The numbers are one thing, but the Infiniti feels a whole lot airier inside than they suggest. Yes, the seats are a little flatter due to smaller side bolsters than those found in the Lexus, but it’s not as if we found ourselves sliding to and fro as we tackled one of our favorite bendy roads.
Plus, the front seats are of Nissan’s “Zero Gravity Seating” variety, meaning they have been developed in partnership with NASA to support bodies of all shapes and sizes in the right areas, in order to reduce fatigue on longer drives.
While the front seat isn’t quite as coddling as it is in the Lexus, I am a big fan of the low dash in the Q50. It provides a great view out, greatly reducing front-left and -right blind spots.
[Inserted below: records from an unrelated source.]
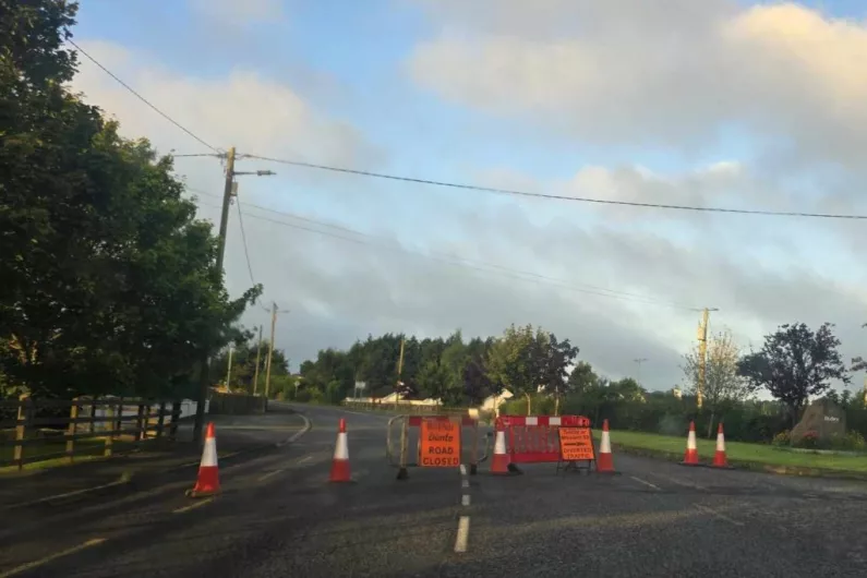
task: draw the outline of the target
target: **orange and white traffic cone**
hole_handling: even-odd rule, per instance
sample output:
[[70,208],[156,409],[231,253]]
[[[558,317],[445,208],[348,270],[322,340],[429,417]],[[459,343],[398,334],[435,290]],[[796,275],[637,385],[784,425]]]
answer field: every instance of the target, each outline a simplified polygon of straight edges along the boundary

Somehow, even though I’m 6’3”, I didn’t feel as though I was sitting on top of the car as opposed to inside it. It’s a neat trick that Infiniti’s managed to employ, and it should please drivers of all sizes.
The cargo situation is similar; the Infiniti beats the Lexus on this front by just over 75 litres, but the Lexus does provide a larger trunk opening and flatter load floor. The Q50’s lower profile rear seats, however, sit a little flatter than do the Lexus’ when folded. It’s just too bad about that narrow trunk opening, which does make loading larger objects a challenge.
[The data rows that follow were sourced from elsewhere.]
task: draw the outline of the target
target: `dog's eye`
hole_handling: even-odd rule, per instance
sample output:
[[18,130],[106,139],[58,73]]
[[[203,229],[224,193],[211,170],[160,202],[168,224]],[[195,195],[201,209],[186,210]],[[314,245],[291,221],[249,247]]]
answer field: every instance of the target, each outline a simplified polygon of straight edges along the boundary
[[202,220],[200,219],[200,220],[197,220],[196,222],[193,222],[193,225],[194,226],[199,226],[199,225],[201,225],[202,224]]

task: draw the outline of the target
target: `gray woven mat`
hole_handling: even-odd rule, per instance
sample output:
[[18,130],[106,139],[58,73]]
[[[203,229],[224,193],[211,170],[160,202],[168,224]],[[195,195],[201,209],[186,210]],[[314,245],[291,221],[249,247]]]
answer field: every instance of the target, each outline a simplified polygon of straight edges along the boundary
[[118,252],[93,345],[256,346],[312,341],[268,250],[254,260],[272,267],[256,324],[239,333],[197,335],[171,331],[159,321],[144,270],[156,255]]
Brendan says: As a parent, the IS’s small back seats would pretty much be a deal-breaker for me. I’m glad I’m only average height, and I’m sorry we tried to cram you back there, Dan. Sorry. I hope your leg bones heal soon.
Those Lexus front seats though, are just wonderful. Basically, the IS feels like a sport sedan inside, and the Q50 feels like it’s copying bits from the Mercedes E-Class. As is becoming a recurring theme in this test, I really need a couple of hours and a wrench to make one perfect car from the two.
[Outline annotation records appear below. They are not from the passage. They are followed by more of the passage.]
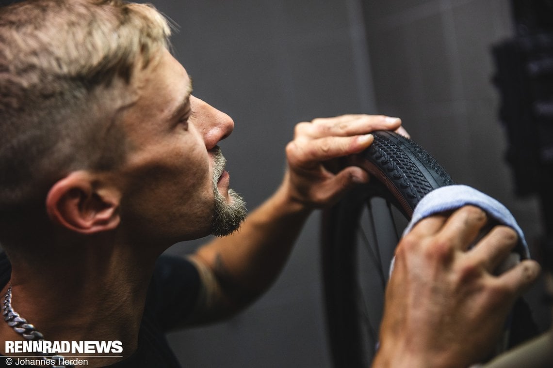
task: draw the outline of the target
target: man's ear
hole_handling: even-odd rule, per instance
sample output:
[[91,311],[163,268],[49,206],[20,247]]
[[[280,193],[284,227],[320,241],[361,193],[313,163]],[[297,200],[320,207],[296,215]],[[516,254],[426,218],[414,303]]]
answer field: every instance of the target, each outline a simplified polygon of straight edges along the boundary
[[46,209],[55,223],[83,234],[114,229],[121,221],[121,193],[103,186],[92,173],[75,171],[57,182],[48,192]]

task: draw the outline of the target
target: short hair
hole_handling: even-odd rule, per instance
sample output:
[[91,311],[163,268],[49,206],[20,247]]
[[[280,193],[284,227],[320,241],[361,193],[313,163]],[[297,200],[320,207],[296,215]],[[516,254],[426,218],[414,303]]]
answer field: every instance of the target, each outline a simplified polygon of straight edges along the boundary
[[170,34],[152,6],[119,0],[0,9],[0,213],[43,205],[71,171],[123,162],[117,123],[132,102],[127,87],[168,47]]

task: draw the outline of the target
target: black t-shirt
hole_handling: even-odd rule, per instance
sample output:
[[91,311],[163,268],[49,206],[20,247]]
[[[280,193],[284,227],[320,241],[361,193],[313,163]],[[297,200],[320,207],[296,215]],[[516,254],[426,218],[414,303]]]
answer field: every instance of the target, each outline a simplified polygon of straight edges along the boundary
[[[12,266],[6,254],[0,253],[0,289],[9,280],[11,272]],[[138,333],[138,348],[128,359],[109,367],[180,367],[165,333],[192,312],[199,290],[200,276],[190,262],[176,257],[159,257],[148,291]],[[3,297],[0,300],[3,301]],[[6,358],[0,355],[0,366],[12,366],[6,365]]]

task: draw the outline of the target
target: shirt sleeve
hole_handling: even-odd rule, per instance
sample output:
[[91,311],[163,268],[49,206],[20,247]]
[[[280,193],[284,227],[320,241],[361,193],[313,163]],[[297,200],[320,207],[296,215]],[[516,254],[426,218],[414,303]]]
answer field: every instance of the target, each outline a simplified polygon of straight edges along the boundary
[[196,305],[200,283],[197,269],[190,261],[161,255],[155,264],[144,313],[154,317],[166,332],[181,324]]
Dan says: How you feel about the Lexus’ mouse-based interface is really going to kind of determine how you feel about the infotainment in general, because the controller mounted just behind the shifter pretty much controls everything in this department.
The way the on-screen cursor snaps to the nearest button takes a little getting used to, as it will often snap to a button that you weren’t quite expecting. It takes some patience, and we were happy to find a few supplementary buttons that take care of things like reverting to your home screen and so forth. Some will say it’s nice to not have to repeatedly spin a wheel to and fro to get to the menu you need, while others will find the mouse system counter-intuitive.
The Q50 doesn’t suffer from the same split personality, though it does have two screens. The upper screen displays your back-up camera and navigation (you navigate this with a scroll-wheel mounted behind the shifter), while the lower item lets you manage your drive modes (your steering weight and response, transmission settings and throttle settings are all modified from here), your driver aids, and even access your email or a select few apps. It’s incredibly technology-forward, and makes the Lexus’ item look almost prehistoric. The Lexus’ dated graphics don’t do a whole lot to help its cause.
However, while your eyes and fingers will appreciate what the Infiniti has to offer, your ears would likely opt for the Lexus. The sound through our tester’s eight-speaker premium audio system sounded crisper than what was being offered from the Q50, which is strange considering the latter’s 14-speaker system, which comes as standard on the Red Sport edition.
Comfort-wise, these two are pretty much in a dead, ahem, “heat”. Heated front seats, steering wheel, and dual-zone climate control are all on hand; I guess you could say the Lexus just barely pips the Infiniti in that its front seats are cooled, as well.